CAPÍTULO DÉCIMOSEPTIMO



CAMBIA LA ESCENA

El licenciado don Crisanto de Bedolla y Rangel era un hombre muerto, pero la prisión lo resucitó.

Durante una semana permaneció Bedolla incomunicado, durmiendo en un petate, sin una silla en qué sentarse ni una mesa en qué comer.

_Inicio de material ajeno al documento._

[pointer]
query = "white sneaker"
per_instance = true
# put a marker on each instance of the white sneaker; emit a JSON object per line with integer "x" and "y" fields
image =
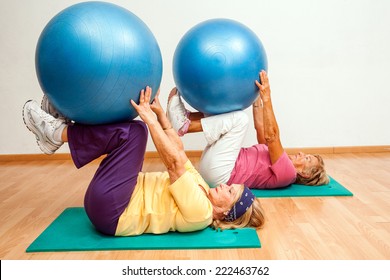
{"x": 43, "y": 125}
{"x": 178, "y": 114}
{"x": 51, "y": 110}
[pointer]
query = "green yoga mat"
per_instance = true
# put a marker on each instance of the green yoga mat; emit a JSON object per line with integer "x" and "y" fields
{"x": 72, "y": 231}
{"x": 334, "y": 188}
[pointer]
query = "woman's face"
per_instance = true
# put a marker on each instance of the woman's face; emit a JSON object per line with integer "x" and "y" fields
{"x": 224, "y": 196}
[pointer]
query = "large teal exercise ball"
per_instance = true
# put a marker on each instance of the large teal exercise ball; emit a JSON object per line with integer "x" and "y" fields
{"x": 92, "y": 58}
{"x": 215, "y": 66}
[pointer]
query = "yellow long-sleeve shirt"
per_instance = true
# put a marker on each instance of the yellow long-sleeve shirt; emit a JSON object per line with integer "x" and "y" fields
{"x": 157, "y": 206}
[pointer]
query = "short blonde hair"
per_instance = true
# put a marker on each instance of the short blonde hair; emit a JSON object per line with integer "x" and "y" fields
{"x": 254, "y": 217}
{"x": 317, "y": 176}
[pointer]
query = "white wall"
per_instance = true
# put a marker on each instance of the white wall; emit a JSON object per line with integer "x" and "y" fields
{"x": 328, "y": 63}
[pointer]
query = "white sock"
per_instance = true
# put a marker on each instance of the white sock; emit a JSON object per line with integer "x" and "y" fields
{"x": 58, "y": 133}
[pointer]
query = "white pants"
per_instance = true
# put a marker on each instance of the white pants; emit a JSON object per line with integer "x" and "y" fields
{"x": 225, "y": 136}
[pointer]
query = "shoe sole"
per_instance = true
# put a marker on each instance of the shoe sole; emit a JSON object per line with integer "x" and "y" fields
{"x": 32, "y": 128}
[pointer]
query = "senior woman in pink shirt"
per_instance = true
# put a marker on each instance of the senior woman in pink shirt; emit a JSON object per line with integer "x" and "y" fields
{"x": 262, "y": 166}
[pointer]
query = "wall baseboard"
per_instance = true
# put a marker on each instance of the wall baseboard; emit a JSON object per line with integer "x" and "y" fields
{"x": 198, "y": 153}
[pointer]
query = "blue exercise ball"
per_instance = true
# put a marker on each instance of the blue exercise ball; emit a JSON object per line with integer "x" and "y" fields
{"x": 92, "y": 58}
{"x": 215, "y": 66}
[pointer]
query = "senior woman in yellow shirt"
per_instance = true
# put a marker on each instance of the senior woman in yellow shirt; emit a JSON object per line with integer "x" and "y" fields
{"x": 122, "y": 200}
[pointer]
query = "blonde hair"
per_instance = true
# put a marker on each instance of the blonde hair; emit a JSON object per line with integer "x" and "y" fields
{"x": 317, "y": 176}
{"x": 254, "y": 217}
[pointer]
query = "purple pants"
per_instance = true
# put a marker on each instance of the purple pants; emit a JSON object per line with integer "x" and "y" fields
{"x": 111, "y": 188}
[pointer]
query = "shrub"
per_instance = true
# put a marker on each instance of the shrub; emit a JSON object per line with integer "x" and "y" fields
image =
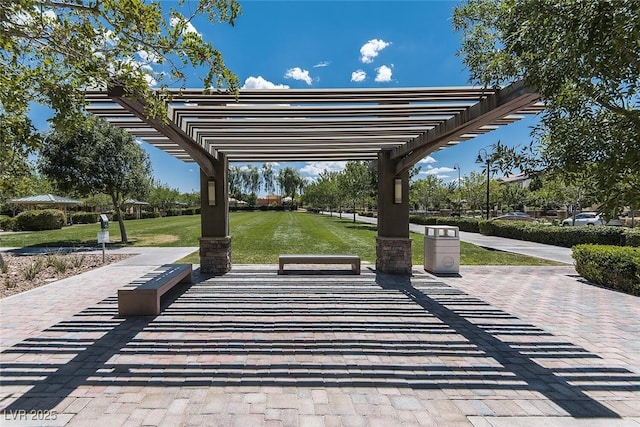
{"x": 610, "y": 266}
{"x": 6, "y": 223}
{"x": 33, "y": 269}
{"x": 48, "y": 219}
{"x": 84, "y": 218}
{"x": 633, "y": 237}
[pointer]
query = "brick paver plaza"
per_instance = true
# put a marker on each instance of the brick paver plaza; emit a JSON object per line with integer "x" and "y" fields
{"x": 497, "y": 346}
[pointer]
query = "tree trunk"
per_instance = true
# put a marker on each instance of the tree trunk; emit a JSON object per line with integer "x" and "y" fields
{"x": 123, "y": 232}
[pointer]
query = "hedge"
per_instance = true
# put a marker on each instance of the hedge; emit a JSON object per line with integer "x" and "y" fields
{"x": 47, "y": 219}
{"x": 555, "y": 235}
{"x": 633, "y": 237}
{"x": 6, "y": 223}
{"x": 610, "y": 266}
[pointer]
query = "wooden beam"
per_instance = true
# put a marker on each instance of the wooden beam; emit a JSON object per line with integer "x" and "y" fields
{"x": 204, "y": 159}
{"x": 495, "y": 106}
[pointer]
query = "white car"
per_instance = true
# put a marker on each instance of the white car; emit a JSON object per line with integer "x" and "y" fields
{"x": 584, "y": 218}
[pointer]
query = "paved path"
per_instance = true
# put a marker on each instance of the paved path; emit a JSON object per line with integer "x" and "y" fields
{"x": 539, "y": 250}
{"x": 497, "y": 346}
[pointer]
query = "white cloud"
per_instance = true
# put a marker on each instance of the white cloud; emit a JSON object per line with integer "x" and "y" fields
{"x": 188, "y": 26}
{"x": 313, "y": 169}
{"x": 428, "y": 159}
{"x": 358, "y": 76}
{"x": 260, "y": 83}
{"x": 148, "y": 57}
{"x": 297, "y": 73}
{"x": 384, "y": 74}
{"x": 370, "y": 50}
{"x": 438, "y": 171}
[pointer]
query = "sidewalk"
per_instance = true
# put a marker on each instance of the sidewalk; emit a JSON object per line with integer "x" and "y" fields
{"x": 497, "y": 346}
{"x": 539, "y": 250}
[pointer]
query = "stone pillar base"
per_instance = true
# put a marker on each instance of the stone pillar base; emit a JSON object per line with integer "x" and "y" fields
{"x": 215, "y": 254}
{"x": 393, "y": 255}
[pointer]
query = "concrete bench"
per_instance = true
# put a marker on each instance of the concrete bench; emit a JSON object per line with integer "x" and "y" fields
{"x": 142, "y": 297}
{"x": 354, "y": 260}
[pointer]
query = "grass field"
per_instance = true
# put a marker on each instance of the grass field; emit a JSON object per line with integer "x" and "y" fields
{"x": 259, "y": 237}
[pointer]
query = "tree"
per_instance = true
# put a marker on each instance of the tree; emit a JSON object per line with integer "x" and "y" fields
{"x": 51, "y": 52}
{"x": 323, "y": 193}
{"x": 15, "y": 166}
{"x": 251, "y": 179}
{"x": 268, "y": 178}
{"x": 425, "y": 192}
{"x": 355, "y": 184}
{"x": 95, "y": 157}
{"x": 290, "y": 181}
{"x": 582, "y": 57}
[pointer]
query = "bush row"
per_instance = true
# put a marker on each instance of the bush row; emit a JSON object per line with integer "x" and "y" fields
{"x": 610, "y": 266}
{"x": 47, "y": 219}
{"x": 541, "y": 233}
{"x": 555, "y": 235}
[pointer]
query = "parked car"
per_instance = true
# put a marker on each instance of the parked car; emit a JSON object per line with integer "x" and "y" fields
{"x": 515, "y": 216}
{"x": 584, "y": 218}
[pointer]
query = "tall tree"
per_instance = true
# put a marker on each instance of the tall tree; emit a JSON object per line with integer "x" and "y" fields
{"x": 52, "y": 51}
{"x": 18, "y": 140}
{"x": 268, "y": 178}
{"x": 290, "y": 181}
{"x": 354, "y": 182}
{"x": 251, "y": 177}
{"x": 95, "y": 157}
{"x": 583, "y": 59}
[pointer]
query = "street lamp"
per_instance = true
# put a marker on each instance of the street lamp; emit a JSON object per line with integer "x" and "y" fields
{"x": 486, "y": 160}
{"x": 457, "y": 166}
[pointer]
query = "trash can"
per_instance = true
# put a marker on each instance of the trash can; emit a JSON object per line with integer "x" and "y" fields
{"x": 442, "y": 249}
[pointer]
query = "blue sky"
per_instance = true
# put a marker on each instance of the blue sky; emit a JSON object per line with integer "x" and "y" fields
{"x": 343, "y": 44}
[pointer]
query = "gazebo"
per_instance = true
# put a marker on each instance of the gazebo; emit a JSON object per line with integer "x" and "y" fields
{"x": 394, "y": 127}
{"x": 136, "y": 205}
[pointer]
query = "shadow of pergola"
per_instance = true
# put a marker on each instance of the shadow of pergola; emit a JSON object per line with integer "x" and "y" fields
{"x": 254, "y": 328}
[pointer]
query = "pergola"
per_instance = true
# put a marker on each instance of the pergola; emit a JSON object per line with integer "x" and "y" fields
{"x": 396, "y": 127}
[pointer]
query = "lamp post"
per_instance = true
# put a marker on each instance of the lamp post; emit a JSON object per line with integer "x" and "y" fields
{"x": 481, "y": 160}
{"x": 457, "y": 166}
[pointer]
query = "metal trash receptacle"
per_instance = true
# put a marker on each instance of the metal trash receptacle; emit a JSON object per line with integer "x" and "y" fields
{"x": 442, "y": 249}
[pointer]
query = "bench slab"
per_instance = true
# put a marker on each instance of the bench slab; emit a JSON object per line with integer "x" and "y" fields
{"x": 353, "y": 260}
{"x": 142, "y": 297}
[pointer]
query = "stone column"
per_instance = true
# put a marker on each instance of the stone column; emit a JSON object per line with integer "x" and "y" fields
{"x": 215, "y": 243}
{"x": 393, "y": 245}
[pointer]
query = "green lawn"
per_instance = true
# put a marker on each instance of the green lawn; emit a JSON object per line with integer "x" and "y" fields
{"x": 259, "y": 237}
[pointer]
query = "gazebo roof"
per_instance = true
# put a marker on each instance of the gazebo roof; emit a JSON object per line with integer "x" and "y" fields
{"x": 318, "y": 124}
{"x": 44, "y": 199}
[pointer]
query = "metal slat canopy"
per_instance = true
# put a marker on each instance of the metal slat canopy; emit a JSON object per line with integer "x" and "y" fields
{"x": 318, "y": 124}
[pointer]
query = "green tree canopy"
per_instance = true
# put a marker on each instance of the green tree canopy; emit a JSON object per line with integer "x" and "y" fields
{"x": 583, "y": 58}
{"x": 95, "y": 157}
{"x": 51, "y": 52}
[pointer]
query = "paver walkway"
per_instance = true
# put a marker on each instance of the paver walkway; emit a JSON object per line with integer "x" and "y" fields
{"x": 497, "y": 346}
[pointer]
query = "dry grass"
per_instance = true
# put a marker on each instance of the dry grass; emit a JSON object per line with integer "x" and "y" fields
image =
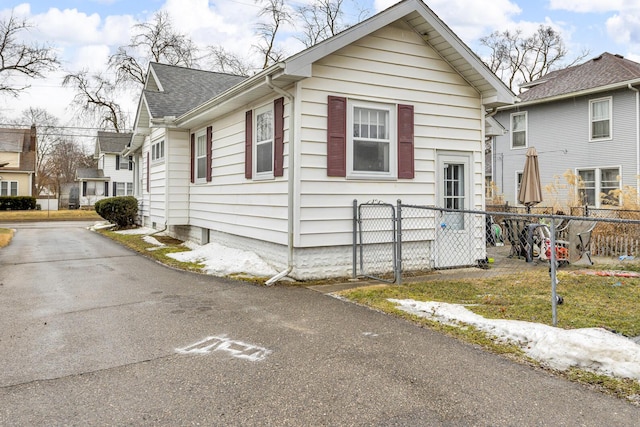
{"x": 5, "y": 236}
{"x": 589, "y": 301}
{"x": 61, "y": 215}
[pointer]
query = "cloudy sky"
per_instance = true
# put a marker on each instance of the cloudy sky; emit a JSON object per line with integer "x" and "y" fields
{"x": 86, "y": 32}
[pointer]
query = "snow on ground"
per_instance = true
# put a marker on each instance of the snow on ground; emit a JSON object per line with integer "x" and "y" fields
{"x": 218, "y": 260}
{"x": 593, "y": 349}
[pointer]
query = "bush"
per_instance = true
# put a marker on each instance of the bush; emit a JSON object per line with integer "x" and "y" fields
{"x": 17, "y": 203}
{"x": 121, "y": 211}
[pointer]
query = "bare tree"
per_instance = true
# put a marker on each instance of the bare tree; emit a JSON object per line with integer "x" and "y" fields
{"x": 66, "y": 157}
{"x": 276, "y": 14}
{"x": 96, "y": 100}
{"x": 518, "y": 59}
{"x": 319, "y": 20}
{"x": 221, "y": 60}
{"x": 156, "y": 41}
{"x": 19, "y": 58}
{"x": 47, "y": 133}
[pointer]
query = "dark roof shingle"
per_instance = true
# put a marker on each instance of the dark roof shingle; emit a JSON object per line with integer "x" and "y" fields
{"x": 604, "y": 70}
{"x": 185, "y": 89}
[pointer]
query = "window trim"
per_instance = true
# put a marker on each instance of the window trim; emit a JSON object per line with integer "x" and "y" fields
{"x": 526, "y": 129}
{"x": 591, "y": 102}
{"x": 157, "y": 150}
{"x": 257, "y": 176}
{"x": 196, "y": 156}
{"x": 392, "y": 140}
{"x": 9, "y": 184}
{"x": 598, "y": 183}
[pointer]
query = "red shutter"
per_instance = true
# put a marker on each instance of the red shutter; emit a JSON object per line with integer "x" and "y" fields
{"x": 406, "y": 169}
{"x": 193, "y": 156}
{"x": 248, "y": 143}
{"x": 278, "y": 137}
{"x": 209, "y": 151}
{"x": 336, "y": 136}
{"x": 148, "y": 173}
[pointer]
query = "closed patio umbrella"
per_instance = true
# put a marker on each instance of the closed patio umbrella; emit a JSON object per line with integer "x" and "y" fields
{"x": 530, "y": 188}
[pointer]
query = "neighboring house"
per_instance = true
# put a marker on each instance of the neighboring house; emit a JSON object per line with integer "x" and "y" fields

Su conciencia le acusaba, en verdad; pero jamás había escrito una carta con su letra ni menos se acordaba de haber firmado nada que pudiera comprometerlo. Sus sospechas recaían contra Pedro Martín de Olañeta.

Al fin de la semana, el mismo ayudante se presentó en la prisión y sin saludar a Bedolla, le dijo secamente:

- De orden del presidente. está usted comunicado.

Uno de sus más íntimos y allegados partidarios y amigos le dijo:

- Está usted haciendo, sin saberlo, un héroe a Bedolla.

Tenerlo preso equivalía confesar que se le tiene miedo y que vale algo.

Desde que se supo que ya se podía hablar con el personaje que había excitado la cólera del presidente. Desde las once de la mañana hasta las cuatro de la tarde no cesaban las visitas de personas de todos los partidos, que aprovechaban la ocasión para saludar al que había sido influyente para sublevar al Estado de Jalisco y hacer vacilar en su solio al tirano que se había encaramado en el gobierno.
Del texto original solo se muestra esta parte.